Fernando dan Gabriella. Jika Fernando adalah kekasihnya selama empat tahun terakhir, Gabriella adalah sahabatnya dari semasa sekolah dahulu.

Sudah menjadi tradisi di gereja kecil mereka, jika ada yang hendak menikah, dua minggu sebelum pernikahan, mereka akan duduk di kursi yang disediakan di depan altar. Jemaat haruslah melihat pasangan yang akan menikah.

Jika ada sanggahan, mereka boleh menyampaikannya saat itu juga dengan alasannya.

Jika tidak ada sanggahan, upacara pernikahan akan dilangsungkan sesuai rencana.

Dan selama menunggu adakah sanggahan dari jemaat yang hadir, berbagai persembahan nyanyian rohani dihanturkan kepada Sang Pencipta. 

Itulah tugas yang diambil Thalia untuk menggantikan Juanita tanpa mengetahui bahwa Fernando dan Gabriella-lah yang sedang duduk di depan altar, mengumumkan pernikahan mereka yang akan diadakan minggu depan.

Hati Thalia hancur berkeping-keping. Seluruh penjuru nadinya melajukan darah yang mendidih hingga ke ubun-ubun.
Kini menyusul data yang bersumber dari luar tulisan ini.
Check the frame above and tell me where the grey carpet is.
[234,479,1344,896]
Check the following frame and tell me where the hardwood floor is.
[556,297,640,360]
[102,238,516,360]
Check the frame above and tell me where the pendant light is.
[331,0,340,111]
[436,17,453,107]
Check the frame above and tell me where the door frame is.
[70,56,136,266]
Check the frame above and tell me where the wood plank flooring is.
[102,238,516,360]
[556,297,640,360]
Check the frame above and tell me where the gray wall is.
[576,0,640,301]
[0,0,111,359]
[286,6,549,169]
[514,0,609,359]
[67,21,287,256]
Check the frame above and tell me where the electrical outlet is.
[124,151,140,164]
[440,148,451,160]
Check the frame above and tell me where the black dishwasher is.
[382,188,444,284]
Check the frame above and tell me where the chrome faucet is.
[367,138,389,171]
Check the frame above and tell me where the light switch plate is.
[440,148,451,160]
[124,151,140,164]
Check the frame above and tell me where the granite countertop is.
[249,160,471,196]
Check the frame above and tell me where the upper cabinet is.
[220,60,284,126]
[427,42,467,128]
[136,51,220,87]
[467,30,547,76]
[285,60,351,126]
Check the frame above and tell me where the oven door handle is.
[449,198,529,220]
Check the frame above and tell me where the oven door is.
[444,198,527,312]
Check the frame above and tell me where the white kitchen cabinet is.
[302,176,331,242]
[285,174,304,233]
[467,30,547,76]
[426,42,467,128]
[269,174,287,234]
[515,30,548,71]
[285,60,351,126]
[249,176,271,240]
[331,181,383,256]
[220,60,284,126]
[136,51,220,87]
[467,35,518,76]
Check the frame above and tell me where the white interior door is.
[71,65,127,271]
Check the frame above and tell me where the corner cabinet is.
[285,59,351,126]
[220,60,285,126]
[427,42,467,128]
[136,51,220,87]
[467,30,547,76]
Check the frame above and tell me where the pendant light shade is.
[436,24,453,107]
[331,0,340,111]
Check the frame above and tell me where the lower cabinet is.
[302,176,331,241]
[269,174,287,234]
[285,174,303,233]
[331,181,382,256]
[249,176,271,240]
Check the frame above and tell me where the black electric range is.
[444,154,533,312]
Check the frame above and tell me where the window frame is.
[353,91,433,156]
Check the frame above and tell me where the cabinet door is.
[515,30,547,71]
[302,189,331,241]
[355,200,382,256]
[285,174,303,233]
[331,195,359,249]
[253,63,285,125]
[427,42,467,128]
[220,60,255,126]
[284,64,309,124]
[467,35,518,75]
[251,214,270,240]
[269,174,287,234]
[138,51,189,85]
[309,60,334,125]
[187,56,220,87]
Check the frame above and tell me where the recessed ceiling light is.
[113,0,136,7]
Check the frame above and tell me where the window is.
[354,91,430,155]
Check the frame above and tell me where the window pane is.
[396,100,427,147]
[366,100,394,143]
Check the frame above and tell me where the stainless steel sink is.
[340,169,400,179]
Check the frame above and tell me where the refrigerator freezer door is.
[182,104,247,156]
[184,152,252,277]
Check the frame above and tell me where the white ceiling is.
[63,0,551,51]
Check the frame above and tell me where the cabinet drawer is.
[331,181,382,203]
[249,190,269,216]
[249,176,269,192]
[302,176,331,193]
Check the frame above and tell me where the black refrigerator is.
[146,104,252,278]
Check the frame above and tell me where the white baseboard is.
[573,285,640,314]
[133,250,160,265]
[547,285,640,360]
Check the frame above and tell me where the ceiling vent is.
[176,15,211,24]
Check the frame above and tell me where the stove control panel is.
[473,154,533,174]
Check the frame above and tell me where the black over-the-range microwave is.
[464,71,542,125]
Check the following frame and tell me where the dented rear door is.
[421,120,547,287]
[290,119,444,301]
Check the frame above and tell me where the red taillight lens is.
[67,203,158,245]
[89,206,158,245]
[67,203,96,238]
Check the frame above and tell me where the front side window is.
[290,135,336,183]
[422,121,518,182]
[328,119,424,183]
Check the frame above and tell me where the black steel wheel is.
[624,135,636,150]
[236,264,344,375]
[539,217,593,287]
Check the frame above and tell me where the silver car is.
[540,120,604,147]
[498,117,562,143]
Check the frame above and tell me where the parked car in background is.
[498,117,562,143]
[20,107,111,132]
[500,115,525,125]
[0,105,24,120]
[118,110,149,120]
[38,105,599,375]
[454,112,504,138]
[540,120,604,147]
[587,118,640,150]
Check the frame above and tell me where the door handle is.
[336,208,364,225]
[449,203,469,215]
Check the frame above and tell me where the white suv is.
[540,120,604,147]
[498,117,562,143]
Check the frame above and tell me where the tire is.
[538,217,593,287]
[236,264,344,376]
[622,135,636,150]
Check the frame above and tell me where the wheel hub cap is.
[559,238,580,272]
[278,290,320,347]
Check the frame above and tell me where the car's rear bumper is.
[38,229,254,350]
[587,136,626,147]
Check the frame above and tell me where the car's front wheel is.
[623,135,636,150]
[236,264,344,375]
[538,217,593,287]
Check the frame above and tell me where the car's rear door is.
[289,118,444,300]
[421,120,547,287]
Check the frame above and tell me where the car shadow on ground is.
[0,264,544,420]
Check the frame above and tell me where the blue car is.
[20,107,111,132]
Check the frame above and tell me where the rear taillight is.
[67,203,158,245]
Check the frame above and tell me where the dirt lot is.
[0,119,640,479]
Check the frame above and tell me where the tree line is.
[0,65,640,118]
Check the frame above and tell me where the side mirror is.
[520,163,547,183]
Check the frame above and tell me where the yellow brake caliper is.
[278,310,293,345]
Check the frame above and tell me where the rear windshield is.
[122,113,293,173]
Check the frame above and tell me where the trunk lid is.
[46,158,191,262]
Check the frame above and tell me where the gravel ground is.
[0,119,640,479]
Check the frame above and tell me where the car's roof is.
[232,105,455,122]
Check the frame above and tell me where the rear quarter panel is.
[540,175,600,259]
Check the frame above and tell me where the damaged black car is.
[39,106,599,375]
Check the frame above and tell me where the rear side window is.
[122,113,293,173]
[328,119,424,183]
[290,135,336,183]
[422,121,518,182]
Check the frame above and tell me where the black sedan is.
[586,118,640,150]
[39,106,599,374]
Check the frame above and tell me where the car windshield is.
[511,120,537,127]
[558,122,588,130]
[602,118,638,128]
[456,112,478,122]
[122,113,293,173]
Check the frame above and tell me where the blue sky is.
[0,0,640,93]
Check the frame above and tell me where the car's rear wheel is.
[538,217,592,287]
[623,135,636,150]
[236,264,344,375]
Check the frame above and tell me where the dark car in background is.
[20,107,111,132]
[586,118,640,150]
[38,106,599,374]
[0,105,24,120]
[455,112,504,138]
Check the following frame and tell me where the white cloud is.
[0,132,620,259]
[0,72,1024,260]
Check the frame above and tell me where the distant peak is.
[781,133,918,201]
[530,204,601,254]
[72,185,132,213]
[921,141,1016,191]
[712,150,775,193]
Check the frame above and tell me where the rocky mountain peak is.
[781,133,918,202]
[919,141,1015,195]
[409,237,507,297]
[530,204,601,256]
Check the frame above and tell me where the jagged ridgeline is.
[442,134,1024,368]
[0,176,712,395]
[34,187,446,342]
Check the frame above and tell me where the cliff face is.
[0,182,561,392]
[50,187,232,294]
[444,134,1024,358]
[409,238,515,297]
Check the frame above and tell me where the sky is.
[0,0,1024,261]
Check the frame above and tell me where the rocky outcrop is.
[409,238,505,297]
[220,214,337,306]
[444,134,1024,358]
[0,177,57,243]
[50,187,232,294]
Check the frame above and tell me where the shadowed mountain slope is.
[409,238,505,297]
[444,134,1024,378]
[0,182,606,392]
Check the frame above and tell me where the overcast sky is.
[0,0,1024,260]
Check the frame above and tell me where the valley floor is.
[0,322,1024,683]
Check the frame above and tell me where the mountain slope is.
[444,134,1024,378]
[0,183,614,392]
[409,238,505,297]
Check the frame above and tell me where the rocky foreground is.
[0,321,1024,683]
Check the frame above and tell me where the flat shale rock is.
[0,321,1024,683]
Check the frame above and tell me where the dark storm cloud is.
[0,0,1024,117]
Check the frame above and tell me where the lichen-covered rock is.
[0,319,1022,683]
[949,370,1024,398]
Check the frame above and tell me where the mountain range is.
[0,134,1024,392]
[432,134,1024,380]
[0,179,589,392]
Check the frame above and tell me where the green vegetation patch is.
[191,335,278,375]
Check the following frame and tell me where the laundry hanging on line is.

Namun, dia tetap bernyanyi dengan begitu indah dan syahdu. Segala perasaannya dia curahkan dalam lantunan lagu yang dibawakannya dengan begitu merdu.

Selesai semua itu, Thalia mendapatkan tepuk tangan yang bergelora karena nyaris semua yang hadir di sana mengetahui hubungan asmaranya dengan Fernando. Dan mereka semua bersimpati padanya karena harus mengetahui pernikahan Fernando dengan Gabriella dengan cara seperti itu.

Tak memedulikan semua itu, Thalia berlari turun dari altar dan tak berhenti hingga langkahnya melewati pintu gereja, dan berhenti di teras belakang gereja.

Tubuhnya bersandar lemah di tembok teras yang hanya setinggi setengah tubuh orang dewasa saja. Tangisnya tak terbendung lagi.

‘Ya Tuhan, kenapa harus dia yang bernyanyi tadi. Kenapa harus bertepatan dengan pengumuman pernikahan mereka? Kenapa?’ jerit hati Thalia dengan segala pertahanan dirinya yang telah jebol.

Air matanya mengalir deras dan Thalia sudah tak menyadari lagi jika keberadaannya di teras belakang itu sudah disusupi makhluk lainnya.

Hingga suara serak nan berat itu menyapanya, “Hentikan! Dia tak layak kau tangisi!”